Después de la torta llegó el mago. Era muy flaco y tenía una capa roja. Y era mago de verdad. Desanudaba pañuelos con un soplo y enhebraba argollas que no estaban cortadas por ninguna parte. Adivinaba las cartas y el mono era el ayudante. Era muy raro el mago: al mono le llamaba socio. “A ver, socio, dé vuelta una carta”, le decía. “No se me escape, socio, que estamos en horario de trabajo”.
La prueba final era la más emocionante. Un chico tenía que sostener al mono en brazos y el mago lo iba a hacer desaparecer.

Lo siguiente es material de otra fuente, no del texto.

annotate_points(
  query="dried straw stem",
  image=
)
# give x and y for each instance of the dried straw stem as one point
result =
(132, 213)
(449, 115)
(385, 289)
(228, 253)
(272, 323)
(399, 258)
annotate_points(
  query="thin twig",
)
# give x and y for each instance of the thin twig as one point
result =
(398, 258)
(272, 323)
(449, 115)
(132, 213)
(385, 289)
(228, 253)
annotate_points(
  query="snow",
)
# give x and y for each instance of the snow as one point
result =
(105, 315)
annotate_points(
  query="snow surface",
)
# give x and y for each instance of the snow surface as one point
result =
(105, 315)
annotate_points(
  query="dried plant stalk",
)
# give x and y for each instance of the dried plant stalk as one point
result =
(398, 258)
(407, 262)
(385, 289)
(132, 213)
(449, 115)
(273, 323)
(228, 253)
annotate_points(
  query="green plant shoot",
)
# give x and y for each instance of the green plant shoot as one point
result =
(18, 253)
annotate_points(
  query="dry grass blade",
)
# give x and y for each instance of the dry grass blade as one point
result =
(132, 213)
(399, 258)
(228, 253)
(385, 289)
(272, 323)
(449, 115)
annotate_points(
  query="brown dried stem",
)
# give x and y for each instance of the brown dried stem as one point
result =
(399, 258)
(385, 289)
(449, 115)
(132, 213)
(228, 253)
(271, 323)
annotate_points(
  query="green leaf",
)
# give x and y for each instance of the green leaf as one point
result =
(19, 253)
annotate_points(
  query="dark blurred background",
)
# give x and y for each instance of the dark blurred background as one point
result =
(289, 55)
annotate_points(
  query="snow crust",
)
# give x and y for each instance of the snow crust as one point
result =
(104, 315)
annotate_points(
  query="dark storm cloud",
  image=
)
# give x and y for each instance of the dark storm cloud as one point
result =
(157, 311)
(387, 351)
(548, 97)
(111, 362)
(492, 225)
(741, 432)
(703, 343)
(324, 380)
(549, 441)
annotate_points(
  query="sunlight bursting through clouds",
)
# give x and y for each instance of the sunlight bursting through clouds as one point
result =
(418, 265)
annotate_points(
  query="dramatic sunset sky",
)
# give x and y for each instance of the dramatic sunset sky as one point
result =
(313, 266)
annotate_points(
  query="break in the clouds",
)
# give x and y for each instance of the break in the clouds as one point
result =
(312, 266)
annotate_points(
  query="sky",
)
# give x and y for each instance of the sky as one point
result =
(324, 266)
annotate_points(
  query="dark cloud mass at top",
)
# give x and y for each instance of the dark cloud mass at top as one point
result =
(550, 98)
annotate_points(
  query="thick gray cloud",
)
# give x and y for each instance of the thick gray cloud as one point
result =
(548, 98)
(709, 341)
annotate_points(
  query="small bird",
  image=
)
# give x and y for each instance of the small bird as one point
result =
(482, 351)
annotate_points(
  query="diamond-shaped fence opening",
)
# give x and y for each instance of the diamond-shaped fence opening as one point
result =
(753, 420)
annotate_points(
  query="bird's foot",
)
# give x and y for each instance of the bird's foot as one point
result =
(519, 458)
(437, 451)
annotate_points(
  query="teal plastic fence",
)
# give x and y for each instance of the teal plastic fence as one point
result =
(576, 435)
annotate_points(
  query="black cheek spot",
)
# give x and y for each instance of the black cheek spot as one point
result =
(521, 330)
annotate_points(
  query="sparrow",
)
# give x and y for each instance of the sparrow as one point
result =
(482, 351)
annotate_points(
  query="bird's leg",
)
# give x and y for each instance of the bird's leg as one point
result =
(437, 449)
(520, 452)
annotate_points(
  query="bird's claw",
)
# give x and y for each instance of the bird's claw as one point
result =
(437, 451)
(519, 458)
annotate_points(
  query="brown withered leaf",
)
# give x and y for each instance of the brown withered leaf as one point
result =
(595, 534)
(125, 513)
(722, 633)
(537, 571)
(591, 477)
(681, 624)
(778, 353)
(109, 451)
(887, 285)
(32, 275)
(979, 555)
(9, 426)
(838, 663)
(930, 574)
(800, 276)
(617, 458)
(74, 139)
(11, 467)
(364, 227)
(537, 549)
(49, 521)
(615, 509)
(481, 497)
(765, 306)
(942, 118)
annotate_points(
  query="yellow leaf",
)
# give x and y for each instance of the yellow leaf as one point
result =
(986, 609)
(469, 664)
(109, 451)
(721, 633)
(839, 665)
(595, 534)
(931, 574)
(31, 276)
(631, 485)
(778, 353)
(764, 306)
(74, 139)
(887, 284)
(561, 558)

—¿Al chico? —gritaron todos.
—¡Al mono! —gritó el mago.
Rosaura pensó que ésta era la fiesta más divertida del mundo.
El mago llamó a un gordito, pero el gordito se asustó enseguida y dejó caer al mono. El mago lo levantó con mucho cuidado, le dijo algo en secreto, y el mono hizo que sí con la cabeza.

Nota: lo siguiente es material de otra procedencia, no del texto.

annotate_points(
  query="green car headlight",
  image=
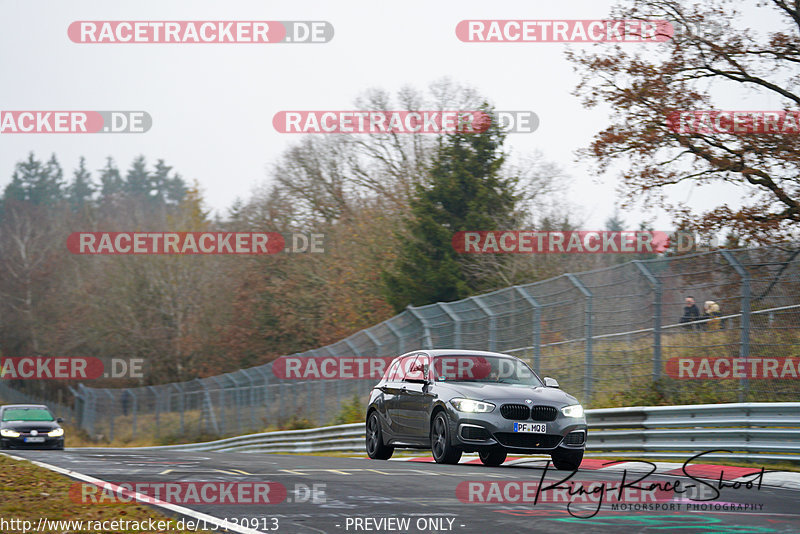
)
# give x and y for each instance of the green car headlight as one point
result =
(472, 406)
(576, 410)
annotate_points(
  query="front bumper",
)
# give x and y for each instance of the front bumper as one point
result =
(474, 432)
(20, 443)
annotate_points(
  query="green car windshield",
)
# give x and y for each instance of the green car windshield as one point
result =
(486, 369)
(27, 414)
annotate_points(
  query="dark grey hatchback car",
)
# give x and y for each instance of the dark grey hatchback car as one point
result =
(455, 401)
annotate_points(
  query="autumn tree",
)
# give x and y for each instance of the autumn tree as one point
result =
(713, 54)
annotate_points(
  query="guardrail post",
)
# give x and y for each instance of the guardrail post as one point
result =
(135, 410)
(537, 327)
(339, 383)
(261, 369)
(401, 345)
(744, 345)
(456, 323)
(179, 387)
(157, 405)
(492, 322)
(221, 428)
(362, 384)
(655, 285)
(237, 390)
(425, 327)
(111, 407)
(587, 376)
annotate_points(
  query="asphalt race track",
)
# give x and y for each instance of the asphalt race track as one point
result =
(355, 494)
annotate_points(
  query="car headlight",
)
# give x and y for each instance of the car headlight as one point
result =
(576, 410)
(472, 406)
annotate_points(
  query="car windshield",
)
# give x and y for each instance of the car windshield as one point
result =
(471, 368)
(27, 414)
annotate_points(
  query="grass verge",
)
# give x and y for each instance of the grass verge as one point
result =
(29, 492)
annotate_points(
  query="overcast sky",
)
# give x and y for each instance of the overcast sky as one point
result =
(212, 104)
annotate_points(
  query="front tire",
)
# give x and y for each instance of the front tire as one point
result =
(443, 451)
(567, 459)
(375, 447)
(493, 457)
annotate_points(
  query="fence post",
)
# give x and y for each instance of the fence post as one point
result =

—No hay que ser tan timorato, compañero —le dijo el mago al gordito.
—¿Qué es timorato? —dijo el gordito.
El mago giró la cabeza hacia un lado y otro lado, como para comprobar que no había espías.
—Cagón —dijo—. Vaya a sentarse, compañero.
Después fue mirando, una por una, las caras de todos. A Rosaura le palpitaba el corazón.
—A ver, la de los ojos de mora —dijo el mago—. Y todos vieron cómo la señalaba a ella.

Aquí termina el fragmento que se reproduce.